Pensions and toddlers don’t often go together. They do now in Manitoba. Last week, the NDP government announced it will provide a pension plan for all daycare staff in the province. An estimated 7,000 workers will qualify, including those who offer child care out of their home. It’s proving a controversial move.
The new $6.6-million-a-year policy creates a defined-contribution pension plan for staff working at privately run non-profit child care centres. Payments will be made to retroactively recognize up to 10 years service. For home-based daycares, the government will contribute up to $1,700 a year to the owner’s RRSP. All this is in addition to increases in provincial wage subsidies over the past decade that have pushed starting salaries for daycare workers in the province to $32,000.
“It’s starting to look like a real career,” says Martha Friendly, co-ordinator of the Childcare Resource and Research Unit at the University of Toronto and a frequent commentator on national daycare policy. While Manitoba’s moves mirror policies already in existence in Quebec, Friendly sees a hopeful trend toward better daycare compensation that will improve staff retention at daycare centres and lead to better care for children.

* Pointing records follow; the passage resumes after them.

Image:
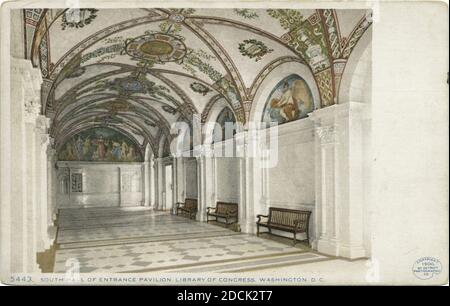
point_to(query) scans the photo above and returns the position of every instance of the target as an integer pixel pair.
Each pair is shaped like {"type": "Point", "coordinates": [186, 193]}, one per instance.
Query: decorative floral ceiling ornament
{"type": "Point", "coordinates": [77, 73]}
{"type": "Point", "coordinates": [116, 106]}
{"type": "Point", "coordinates": [199, 88]}
{"type": "Point", "coordinates": [78, 18]}
{"type": "Point", "coordinates": [156, 47]}
{"type": "Point", "coordinates": [169, 109]}
{"type": "Point", "coordinates": [149, 123]}
{"type": "Point", "coordinates": [246, 13]}
{"type": "Point", "coordinates": [288, 18]}
{"type": "Point", "coordinates": [254, 49]}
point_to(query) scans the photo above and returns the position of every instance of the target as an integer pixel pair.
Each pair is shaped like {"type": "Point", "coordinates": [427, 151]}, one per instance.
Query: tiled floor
{"type": "Point", "coordinates": [140, 240]}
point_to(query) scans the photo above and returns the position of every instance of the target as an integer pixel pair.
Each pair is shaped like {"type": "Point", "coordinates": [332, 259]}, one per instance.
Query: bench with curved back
{"type": "Point", "coordinates": [223, 210]}
{"type": "Point", "coordinates": [188, 208]}
{"type": "Point", "coordinates": [288, 220]}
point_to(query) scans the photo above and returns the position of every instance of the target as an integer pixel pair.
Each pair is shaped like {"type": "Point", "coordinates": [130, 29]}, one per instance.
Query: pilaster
{"type": "Point", "coordinates": [339, 212]}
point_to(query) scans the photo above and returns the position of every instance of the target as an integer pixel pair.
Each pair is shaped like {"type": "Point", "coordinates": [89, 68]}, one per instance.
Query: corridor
{"type": "Point", "coordinates": [142, 240]}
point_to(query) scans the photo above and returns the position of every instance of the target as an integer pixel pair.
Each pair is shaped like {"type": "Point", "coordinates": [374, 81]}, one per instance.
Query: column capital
{"type": "Point", "coordinates": [32, 110]}
{"type": "Point", "coordinates": [327, 134]}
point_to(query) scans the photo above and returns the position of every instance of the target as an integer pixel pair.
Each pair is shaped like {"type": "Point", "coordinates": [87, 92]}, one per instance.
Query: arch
{"type": "Point", "coordinates": [273, 79]}
{"type": "Point", "coordinates": [357, 72]}
{"type": "Point", "coordinates": [100, 144]}
{"type": "Point", "coordinates": [213, 114]}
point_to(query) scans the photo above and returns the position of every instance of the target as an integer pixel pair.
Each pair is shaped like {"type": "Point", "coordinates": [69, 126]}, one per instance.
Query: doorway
{"type": "Point", "coordinates": [168, 187]}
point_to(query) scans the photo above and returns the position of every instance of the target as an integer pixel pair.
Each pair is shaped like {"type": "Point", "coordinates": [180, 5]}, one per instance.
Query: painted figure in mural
{"type": "Point", "coordinates": [288, 106]}
{"type": "Point", "coordinates": [100, 144]}
{"type": "Point", "coordinates": [79, 147]}
{"type": "Point", "coordinates": [86, 147]}
{"type": "Point", "coordinates": [130, 154]}
{"type": "Point", "coordinates": [290, 100]}
{"type": "Point", "coordinates": [116, 151]}
{"type": "Point", "coordinates": [124, 151]}
{"type": "Point", "coordinates": [101, 148]}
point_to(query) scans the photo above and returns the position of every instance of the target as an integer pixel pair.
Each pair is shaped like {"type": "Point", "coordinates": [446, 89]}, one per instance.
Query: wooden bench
{"type": "Point", "coordinates": [288, 220]}
{"type": "Point", "coordinates": [188, 208]}
{"type": "Point", "coordinates": [223, 210]}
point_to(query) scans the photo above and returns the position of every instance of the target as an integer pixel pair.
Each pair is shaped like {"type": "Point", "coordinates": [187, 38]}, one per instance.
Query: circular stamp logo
{"type": "Point", "coordinates": [426, 267]}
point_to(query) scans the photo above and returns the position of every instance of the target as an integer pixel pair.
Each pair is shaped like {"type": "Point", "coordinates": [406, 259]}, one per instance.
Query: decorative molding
{"type": "Point", "coordinates": [327, 134]}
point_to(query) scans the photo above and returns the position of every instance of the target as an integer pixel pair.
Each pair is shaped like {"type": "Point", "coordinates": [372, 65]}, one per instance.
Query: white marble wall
{"type": "Point", "coordinates": [227, 186]}
{"type": "Point", "coordinates": [103, 184]}
{"type": "Point", "coordinates": [191, 178]}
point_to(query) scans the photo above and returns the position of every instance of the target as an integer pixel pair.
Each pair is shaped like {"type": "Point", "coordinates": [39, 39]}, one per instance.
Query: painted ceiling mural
{"type": "Point", "coordinates": [142, 69]}
{"type": "Point", "coordinates": [290, 100]}
{"type": "Point", "coordinates": [225, 121]}
{"type": "Point", "coordinates": [100, 145]}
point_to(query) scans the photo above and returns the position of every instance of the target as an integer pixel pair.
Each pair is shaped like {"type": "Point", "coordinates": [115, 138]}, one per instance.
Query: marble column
{"type": "Point", "coordinates": [159, 184]}
{"type": "Point", "coordinates": [146, 182]}
{"type": "Point", "coordinates": [51, 184]}
{"type": "Point", "coordinates": [339, 213]}
{"type": "Point", "coordinates": [206, 178]}
{"type": "Point", "coordinates": [245, 142]}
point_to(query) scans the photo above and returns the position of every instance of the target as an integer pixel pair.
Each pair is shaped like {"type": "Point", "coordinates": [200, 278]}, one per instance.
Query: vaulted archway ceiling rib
{"type": "Point", "coordinates": [140, 70]}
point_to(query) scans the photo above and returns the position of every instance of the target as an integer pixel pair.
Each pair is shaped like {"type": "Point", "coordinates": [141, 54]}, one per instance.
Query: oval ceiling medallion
{"type": "Point", "coordinates": [156, 47]}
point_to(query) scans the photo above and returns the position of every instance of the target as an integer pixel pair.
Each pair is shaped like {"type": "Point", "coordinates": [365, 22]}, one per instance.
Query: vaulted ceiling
{"type": "Point", "coordinates": [140, 70]}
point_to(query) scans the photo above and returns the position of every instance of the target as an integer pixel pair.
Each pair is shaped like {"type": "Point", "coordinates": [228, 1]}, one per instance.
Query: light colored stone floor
{"type": "Point", "coordinates": [140, 240]}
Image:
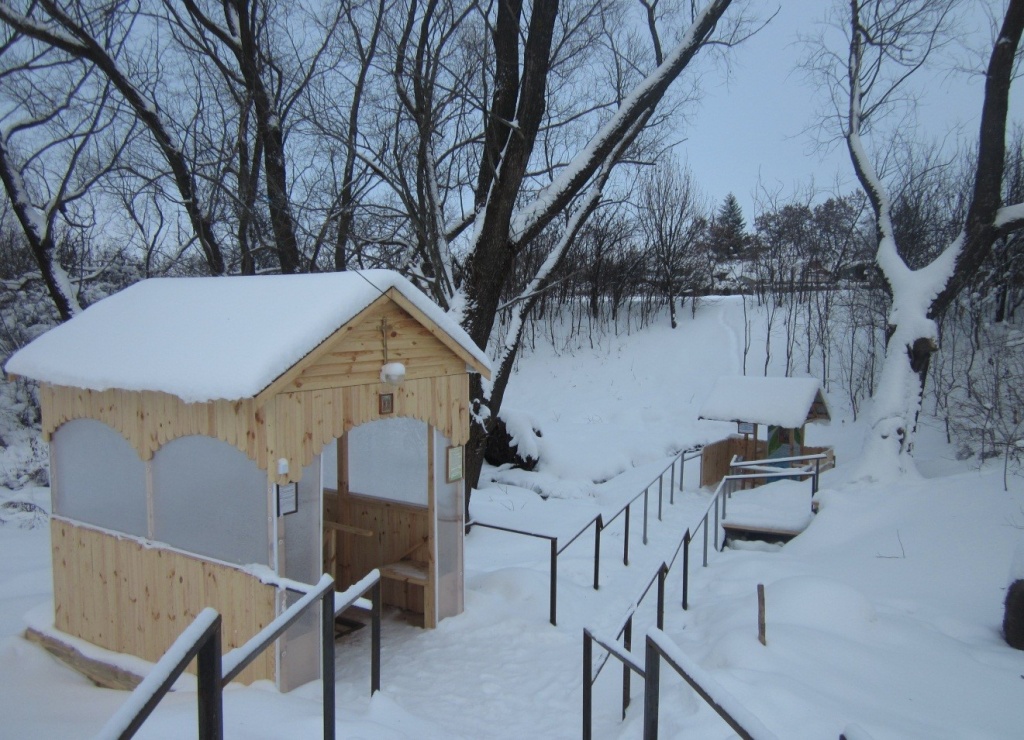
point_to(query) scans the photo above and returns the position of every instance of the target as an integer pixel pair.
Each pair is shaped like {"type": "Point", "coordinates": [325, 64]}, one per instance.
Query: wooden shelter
{"type": "Point", "coordinates": [783, 405]}
{"type": "Point", "coordinates": [211, 437]}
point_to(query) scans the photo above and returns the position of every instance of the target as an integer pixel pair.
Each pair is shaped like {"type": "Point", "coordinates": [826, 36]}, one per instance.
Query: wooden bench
{"type": "Point", "coordinates": [416, 574]}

Not everyone is convinced a taxpayer-funded pension for workers outside the public sector is a good idea. Or affordable. Colin Craig, Prairie director for the Canadian Taxpayers Federation, sees the issue from the perspective of Manitoba’s $500-million deficit. “There’s nothing special about daycare workers,” Craig says. “It seems bizarre that the province would be borrowing money to pay for their pensions.” As for the precedent this sets, Craig asks: “What about pensions for convenience store workers? Why are we ignoring them?”